Right now, I'm just joking....but if anyone finds a dishwasher that will clean bottles inside and out, let me know.  I'm looking at possibly 10 average size totes of decent $1 bottles that i need to clean.  I dread it so bad.  Just grousing....


----------



## CanadianBottles (Apr 11, 2019)

Yeah that's why I leave those sorts of bottles in the woods, they aren't worth the time of cleaning them.  You should also ask yourself what you actually want to do with all these bottles.  Remember, you'll never run out of more of them to lug home, there's a pretty much infinite supply out there.


----------



## Lori Lyons (Apr 11, 2019)

Yep.  But they help with the booth fee.


----------



## PlaneDiggerCam (Apr 11, 2019)

If you are dealing at an antique store people will sometimes buy those one dollar bottles for decor and art projects. Sometimes people will also buy rusty metal found in dumps such as railroad spikes for those art projects.


----------



## CanadianBottles (Apr 11, 2019)

Do you actually have any luck selling them?  I've always had a hard time selling all but the nicest dollar bin bottles.  The cobalt blues and common sodas sell, but people don't seem to want to buy much else.


----------



## PlaneDiggerCam (Apr 11, 2019)

CanadianBottles said:


> Do you actually have any luck selling them?  I've always had a hard time selling all but the nicest dollar bin bottles.  The cobalt blues and common sodas sell, but people don't seem to want to buy much else.

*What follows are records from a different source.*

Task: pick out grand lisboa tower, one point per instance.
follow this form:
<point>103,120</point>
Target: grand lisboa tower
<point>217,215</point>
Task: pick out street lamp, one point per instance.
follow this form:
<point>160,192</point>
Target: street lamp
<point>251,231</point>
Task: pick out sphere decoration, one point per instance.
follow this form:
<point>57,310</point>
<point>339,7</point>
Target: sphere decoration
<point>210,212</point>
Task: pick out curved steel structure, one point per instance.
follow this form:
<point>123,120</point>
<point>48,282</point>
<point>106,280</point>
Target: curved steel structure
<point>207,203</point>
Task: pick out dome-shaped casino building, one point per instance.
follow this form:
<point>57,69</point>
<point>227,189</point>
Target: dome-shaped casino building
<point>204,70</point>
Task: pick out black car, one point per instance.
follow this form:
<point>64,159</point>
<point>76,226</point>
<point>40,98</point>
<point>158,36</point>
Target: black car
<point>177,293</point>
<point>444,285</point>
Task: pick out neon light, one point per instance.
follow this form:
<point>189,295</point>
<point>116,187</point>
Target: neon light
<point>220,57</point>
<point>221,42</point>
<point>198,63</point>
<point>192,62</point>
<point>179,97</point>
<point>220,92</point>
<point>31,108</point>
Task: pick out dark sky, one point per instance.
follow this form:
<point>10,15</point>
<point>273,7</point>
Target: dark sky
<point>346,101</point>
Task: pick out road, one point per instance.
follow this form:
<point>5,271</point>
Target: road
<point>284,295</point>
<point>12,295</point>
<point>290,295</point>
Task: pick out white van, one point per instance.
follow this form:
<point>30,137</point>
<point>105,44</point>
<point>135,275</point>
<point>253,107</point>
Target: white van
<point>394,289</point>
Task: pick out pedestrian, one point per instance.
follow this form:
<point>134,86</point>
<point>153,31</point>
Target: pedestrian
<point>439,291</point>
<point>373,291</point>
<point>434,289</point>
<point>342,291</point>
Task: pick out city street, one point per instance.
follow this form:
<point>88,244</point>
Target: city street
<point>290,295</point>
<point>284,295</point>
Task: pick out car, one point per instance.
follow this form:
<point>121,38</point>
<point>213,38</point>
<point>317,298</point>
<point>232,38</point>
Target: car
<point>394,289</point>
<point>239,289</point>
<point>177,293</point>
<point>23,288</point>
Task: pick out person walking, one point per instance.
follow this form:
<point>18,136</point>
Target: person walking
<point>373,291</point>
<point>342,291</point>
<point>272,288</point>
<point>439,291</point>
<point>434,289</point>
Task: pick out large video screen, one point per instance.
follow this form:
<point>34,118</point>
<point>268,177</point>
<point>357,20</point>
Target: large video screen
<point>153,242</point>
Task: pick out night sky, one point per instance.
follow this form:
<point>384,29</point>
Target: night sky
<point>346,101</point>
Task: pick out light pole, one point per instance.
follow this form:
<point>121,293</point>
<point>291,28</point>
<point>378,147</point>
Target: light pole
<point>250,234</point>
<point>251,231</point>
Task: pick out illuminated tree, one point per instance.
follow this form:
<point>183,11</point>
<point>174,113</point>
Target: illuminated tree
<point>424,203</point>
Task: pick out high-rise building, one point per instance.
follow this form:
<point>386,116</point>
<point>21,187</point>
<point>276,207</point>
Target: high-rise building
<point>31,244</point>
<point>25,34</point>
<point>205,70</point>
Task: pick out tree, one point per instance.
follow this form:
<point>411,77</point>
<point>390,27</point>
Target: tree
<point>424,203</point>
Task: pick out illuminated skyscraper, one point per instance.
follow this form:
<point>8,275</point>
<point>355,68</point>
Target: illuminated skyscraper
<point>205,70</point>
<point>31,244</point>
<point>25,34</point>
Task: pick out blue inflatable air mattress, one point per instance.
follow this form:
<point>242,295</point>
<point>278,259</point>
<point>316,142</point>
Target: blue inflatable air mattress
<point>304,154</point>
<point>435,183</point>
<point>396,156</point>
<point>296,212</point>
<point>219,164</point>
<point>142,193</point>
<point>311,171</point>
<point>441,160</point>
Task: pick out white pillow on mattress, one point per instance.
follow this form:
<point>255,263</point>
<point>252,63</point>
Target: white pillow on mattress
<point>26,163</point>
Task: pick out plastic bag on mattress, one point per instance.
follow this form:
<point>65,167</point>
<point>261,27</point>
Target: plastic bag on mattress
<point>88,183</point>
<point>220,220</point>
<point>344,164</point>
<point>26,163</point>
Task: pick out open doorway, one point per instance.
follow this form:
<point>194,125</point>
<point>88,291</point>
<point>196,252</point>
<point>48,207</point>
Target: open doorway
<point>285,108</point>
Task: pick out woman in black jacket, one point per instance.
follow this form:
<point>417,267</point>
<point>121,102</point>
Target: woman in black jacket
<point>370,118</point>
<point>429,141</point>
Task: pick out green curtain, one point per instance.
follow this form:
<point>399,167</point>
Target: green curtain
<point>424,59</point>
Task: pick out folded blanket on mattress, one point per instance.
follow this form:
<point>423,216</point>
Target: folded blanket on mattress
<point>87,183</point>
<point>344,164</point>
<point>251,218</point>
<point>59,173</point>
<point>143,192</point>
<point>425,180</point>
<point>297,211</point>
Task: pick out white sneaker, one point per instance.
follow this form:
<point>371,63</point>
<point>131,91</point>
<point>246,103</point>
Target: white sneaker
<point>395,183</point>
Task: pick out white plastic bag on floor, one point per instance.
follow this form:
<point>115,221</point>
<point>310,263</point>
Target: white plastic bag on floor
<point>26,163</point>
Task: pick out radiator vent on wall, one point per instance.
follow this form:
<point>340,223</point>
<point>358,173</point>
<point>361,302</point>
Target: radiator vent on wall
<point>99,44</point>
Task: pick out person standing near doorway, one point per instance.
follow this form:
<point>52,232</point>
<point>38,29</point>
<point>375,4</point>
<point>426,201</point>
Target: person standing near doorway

Usually I am able to sell common bottles that look good for decor, like art deco and cobalt bottles. One buyer bought clear corktops for decorations at an event. Usually I leave blanks and commons behind. I only take ones that are eye appealing or that I think I can sell.  I don't take a large amount of these common bottles home, but I do take some to sell to people who use them for other things.


----------



## Lori Lyons (Apr 11, 2019)

Yep.  Thats how it is for me.  Just decor.  Mostly blue, green, and amber.


----------



## WesternPA-collector (Apr 11, 2019)

If you think you can find a place for them or someone will buy them, take them with you out of the woods. I know it's a drop in the bucket but it's less trash that will be stuck there for decades.


----------



## Lori Lyons (Apr 12, 2019)

Most definitely.


----------



## treasurekidd (Apr 14, 2019)

Cleaning them is a pain, but why not give selling them a go? Whatever you don't sell can go right into the recycle bin, and that's better than leaving them in the woods.


----------



## Lori Lyons (Apr 14, 2019)

No recycling here.  They are going to dump from woods one tractor bucket at a time.  We live about 1/4 mile from a dumpster area.


----------



## WesternPA-collector (Apr 15, 2019)

Unfortunately the glass recycling market is tanking. No companies want to mess with it anymore and there's little profit. Lots of communities no longer recycle glass.


----------



## Lori Lyons (Apr 16, 2019)

Yes.  We are in such a rural area, its hard for communities like ours to fund a project like that as well.  Cardboard is recycled.


----------